One of everyone's favorite groups is Bobby Hall and the Kings. Not just Jax/Harlem artists, they continued to record long after Bobby Hall stopped singing lead (and, in fact, long after he departed the group entirely).
The Kings began life on Jasper Street and Druhill Avenue in Baltimore, Maryland, in 1950. Inspired by the music of the Ravens and the local Orioles, Adolphus "Little Hooks" Holcomb (tenor), Bobby "Pop Ditty" Hall (tenor), Richard "Raymond" Holcomb (baritone; Adolphus' brother), Gilbert Wilkes (bass), and Leon Smith (guitar) sang on street corners and at little talent shows for a couple of years before feeling that they were ready to move on to a recording contract.
Their dream came true in 1953, when they won a talent contest at the Good Hope Hall. Morty Shad was in the audience and signed them to his Jax label, which he owned with his brother, Bob. (They also owned Sittin' In With.)
Their first session, held around June of 1953, produced "Why Oh Why" and the rockin' (if mistitled) "I Love You Baby" (the lyrics are "I love my baby"), both led by Bobby Hall.
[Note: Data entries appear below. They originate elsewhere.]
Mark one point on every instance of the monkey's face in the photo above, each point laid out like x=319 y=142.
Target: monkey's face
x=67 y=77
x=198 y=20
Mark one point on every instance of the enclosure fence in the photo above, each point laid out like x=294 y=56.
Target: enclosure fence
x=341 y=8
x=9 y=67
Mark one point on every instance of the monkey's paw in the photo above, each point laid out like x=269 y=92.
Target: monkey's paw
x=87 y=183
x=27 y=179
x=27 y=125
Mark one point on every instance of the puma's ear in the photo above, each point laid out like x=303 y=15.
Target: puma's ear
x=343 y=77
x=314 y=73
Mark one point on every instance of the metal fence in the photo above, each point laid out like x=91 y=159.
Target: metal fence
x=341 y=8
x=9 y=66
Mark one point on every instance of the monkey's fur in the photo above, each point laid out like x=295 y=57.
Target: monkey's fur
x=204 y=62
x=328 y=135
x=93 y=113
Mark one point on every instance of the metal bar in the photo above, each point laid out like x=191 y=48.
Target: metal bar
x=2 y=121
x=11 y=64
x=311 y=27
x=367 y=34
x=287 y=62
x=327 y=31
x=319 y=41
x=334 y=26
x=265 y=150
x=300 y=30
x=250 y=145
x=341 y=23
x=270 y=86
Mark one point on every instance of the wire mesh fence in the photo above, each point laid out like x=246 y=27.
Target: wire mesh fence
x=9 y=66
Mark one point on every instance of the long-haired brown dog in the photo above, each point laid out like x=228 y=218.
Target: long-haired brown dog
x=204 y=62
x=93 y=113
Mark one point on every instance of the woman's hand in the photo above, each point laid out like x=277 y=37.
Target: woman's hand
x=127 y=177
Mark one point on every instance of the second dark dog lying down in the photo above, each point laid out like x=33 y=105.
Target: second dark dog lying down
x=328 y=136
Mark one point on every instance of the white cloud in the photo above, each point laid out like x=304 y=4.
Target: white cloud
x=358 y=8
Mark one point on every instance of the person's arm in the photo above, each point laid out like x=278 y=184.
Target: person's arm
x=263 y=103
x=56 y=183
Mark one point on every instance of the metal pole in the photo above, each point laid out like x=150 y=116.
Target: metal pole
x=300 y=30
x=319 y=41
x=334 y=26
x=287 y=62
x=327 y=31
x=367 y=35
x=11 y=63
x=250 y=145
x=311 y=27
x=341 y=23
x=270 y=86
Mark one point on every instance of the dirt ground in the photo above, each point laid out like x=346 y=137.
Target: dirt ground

Jax released these in July.
While none of their Jax sides was ever reviewed, the trades rated "Why Oh Why" a Tip in Philadelphia on July 18. In September, Johnny Halonka, of Alpha Distributors, claimed that "Why Oh Why" was one of his biggest sellers. In spite of this, it was never a national hit; in fact, none of the Kings' songs ever charted nationally.
At their next session, they recorded four more tunes led by Bobby Hall: "Baby Be There," "Love No One," "You Made Me Cry," and "Sunday Kind Of Love." "Baby Be There" and "You Made Me Cry" became their next release, around September of 1953.
When those didn't take off, Jax released "Sunday Kind Of Love" and "Love No One" in November. These were to be the last songs led by Bobby Hall.
Around this time, guitarist Leon Smith left the group for a while. Possibly because of this, their next record was released as the "4 Kings." (That doesn't really make a lot of sense, though. Since they didn't have the number of members spelled out before, who would have known?) "Do You Want To Rock"/"You Never Knew," issued in January 1954, featured Adolphus Holcomb leading both sides. At this point, Bobby Hall started giving them a bit of trouble, and he was told that if he wanted to remain with the group, he'd have to stay in the background. From here on, Adolphus would do all of the leads.
And then things got quiet on the Kings front. While Leon Smith returned, bringing their number up to five again, there were no further sessions for Jax.
Then it gets interesting. On September 3, 1954, a group called the Ramblers recorded a couple of sides for M-G-M: "Vadunt-Un-Va-Da Song" and "Please Bring Yourself Back Home." With Adolphus Holcomb in the lead, these were none other than the Kings. So why the name change? Well, the Shad brothers launched their new Harlem label in September, and the press release named the Kings as one of its acts (at least they thought the Kings were still recording for them). There had been a totally different Ramblers group on Jax ("Search My Heart"), but for some reason the Kings thought a name change would bring them better luck. M-G-M announced that they would be moving back into the R&B field with Billy Eckstine, Claude Cloud, the Billy Moore Quartet, Jimmy Newsome, and, of course, the Ramblers, whose record was slated for release on October 10.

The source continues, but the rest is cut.